The first film was a genuine delight, a fun and fast-paced adventure that left audiences practically drooling for me – figuratively speaking for most and I’m sure for Twilight-age teenage girls quite literally for the star of the franchise, Johnny Depp. The following two movies were a big let down however, with the second film, subtitled Dead Man’s Chest, setting the whole thing on a confusing and muddled course that the third film unfortunately kept on. The confusing messes of too many characters and plot threads, with the poorly executed romance between Kiera Knightley and Orlando Bloom weighing everything down.
Fortunately, however, Disney has decided to drop those two dead weights for the next installment, Pirates of the Caribbean: On Stranger Tides, (in fact there is not so much as a mention of them) as well as bringing on Oscar-nominated director Rob Marshall (Chicago), meaning this is the first film in the franchise not to be directed by Gore Verbinski.
But the most important thing for the fourth film is that the focus is placed firmly back on the Captain Jack as it was in the first film, allowing him to once again exert that cheeky, cocky sometimes arrogant, but ultimately enjoyable routine he does that is a joy to watch. Unfortunately he is by far the most enjoyable thing about On Stranger Tides, an overly long (even at 147 minutes, the shortest since the first) and overblown blockbuster that lumbers from action scene to action scene with filler dialogue, often wooden in its grandiosity, and half-hearted (failed) attempts at emotional weight.

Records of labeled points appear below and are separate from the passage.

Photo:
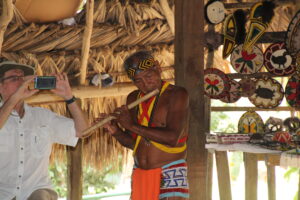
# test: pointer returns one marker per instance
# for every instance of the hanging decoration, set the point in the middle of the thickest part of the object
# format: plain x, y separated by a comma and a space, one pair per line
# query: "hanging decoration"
292, 40
234, 94
278, 61
250, 122
273, 125
268, 94
216, 83
234, 31
292, 124
248, 87
247, 63
292, 91
215, 11
261, 15
282, 137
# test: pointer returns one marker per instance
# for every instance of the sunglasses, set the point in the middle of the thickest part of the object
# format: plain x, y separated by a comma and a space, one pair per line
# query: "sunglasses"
12, 78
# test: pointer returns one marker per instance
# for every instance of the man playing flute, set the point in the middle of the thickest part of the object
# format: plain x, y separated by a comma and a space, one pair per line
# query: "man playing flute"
156, 131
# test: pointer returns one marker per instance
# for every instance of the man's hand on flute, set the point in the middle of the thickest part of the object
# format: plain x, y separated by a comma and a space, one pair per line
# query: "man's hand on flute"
123, 117
110, 126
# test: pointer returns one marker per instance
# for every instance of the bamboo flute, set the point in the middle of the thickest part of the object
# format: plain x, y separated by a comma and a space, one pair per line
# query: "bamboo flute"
87, 133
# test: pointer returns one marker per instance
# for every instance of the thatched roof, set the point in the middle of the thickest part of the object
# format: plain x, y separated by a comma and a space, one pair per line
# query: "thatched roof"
119, 28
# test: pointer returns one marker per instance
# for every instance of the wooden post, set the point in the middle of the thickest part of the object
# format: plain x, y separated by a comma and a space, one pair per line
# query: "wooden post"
189, 64
271, 181
223, 175
5, 18
168, 14
210, 167
250, 161
75, 154
74, 158
86, 41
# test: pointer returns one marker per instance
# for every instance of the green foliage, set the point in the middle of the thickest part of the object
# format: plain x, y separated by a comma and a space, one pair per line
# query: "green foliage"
235, 161
94, 181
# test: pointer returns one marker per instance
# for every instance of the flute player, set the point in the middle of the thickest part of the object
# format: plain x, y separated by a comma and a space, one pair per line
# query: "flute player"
156, 132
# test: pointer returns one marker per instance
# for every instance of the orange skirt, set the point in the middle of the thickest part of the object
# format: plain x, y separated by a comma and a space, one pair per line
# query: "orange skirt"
146, 184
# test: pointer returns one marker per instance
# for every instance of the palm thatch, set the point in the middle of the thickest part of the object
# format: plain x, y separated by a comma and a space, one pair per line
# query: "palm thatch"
119, 29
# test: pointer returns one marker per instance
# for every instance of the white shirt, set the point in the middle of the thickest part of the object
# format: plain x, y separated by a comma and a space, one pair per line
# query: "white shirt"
25, 148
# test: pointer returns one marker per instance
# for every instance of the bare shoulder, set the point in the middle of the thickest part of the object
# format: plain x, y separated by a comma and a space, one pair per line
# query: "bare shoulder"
132, 96
177, 96
177, 92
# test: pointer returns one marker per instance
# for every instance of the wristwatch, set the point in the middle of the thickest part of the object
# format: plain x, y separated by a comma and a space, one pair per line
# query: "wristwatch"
69, 101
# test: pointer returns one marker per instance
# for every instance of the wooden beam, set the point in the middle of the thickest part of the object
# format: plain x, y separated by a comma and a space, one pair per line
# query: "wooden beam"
5, 18
189, 66
229, 109
213, 39
271, 181
83, 92
168, 14
223, 175
255, 75
209, 64
250, 162
250, 4
86, 41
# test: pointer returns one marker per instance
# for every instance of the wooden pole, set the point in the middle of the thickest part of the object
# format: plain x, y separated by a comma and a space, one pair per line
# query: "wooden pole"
271, 180
74, 155
210, 167
189, 65
168, 14
86, 41
223, 175
250, 162
74, 159
5, 18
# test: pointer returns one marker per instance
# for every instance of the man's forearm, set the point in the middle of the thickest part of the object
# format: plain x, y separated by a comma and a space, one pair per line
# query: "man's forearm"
79, 118
6, 109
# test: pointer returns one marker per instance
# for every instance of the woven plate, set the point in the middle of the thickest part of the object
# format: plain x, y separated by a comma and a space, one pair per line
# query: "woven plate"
251, 122
292, 40
278, 61
268, 94
292, 91
216, 83
247, 87
233, 94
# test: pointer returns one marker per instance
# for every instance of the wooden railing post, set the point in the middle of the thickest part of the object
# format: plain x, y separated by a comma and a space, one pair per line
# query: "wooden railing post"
223, 175
250, 161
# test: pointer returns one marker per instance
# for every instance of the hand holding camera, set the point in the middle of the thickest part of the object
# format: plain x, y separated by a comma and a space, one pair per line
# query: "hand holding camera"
63, 88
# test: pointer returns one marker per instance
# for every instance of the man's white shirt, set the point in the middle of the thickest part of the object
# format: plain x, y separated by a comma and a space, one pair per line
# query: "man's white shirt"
25, 148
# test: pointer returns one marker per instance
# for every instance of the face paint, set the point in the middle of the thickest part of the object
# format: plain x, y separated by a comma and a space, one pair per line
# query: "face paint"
215, 12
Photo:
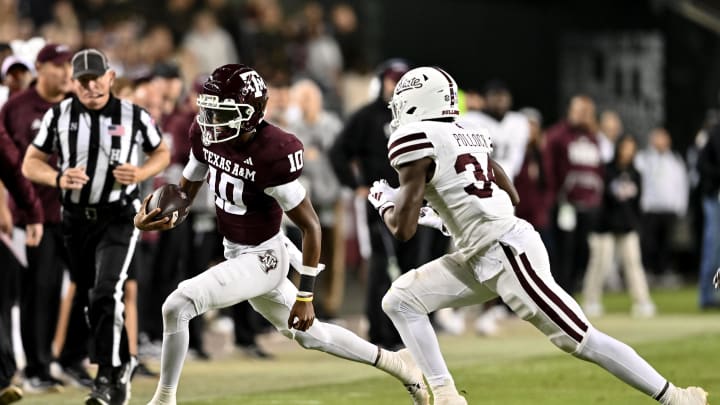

The story this time is that Captain Jack and just about every other person with the ability to walk (even if some of them only have one leg to speak of) is after the famous Fountain of Youth (no real explanation needed). Along the way Jack meets a former love, Angelica (Penelope Cruz), and the infamous Blackbeard (Ian McShane), both of whom are also after the Fountain of Youth and need to Jack to find it. Of course they do…
Despite an inspired choice of items to centre the fourth film (the Fountain of Youth is a well known myth already and seems perfectly suited to the Pirates franchise), the plot still has the stink of the last two on it. Although nowhere near as confusing or cluttered as those two, it nonetheless feels overstuffed and unnecessarily bulky. And in spite of Captain Jack’s off-beat charms working wonders in the film’s favour (without him, god forbid, this might just have been as bad as the last one), the film often relies much too heavily on his character and the routine that comes with him, almost to the point of distraction.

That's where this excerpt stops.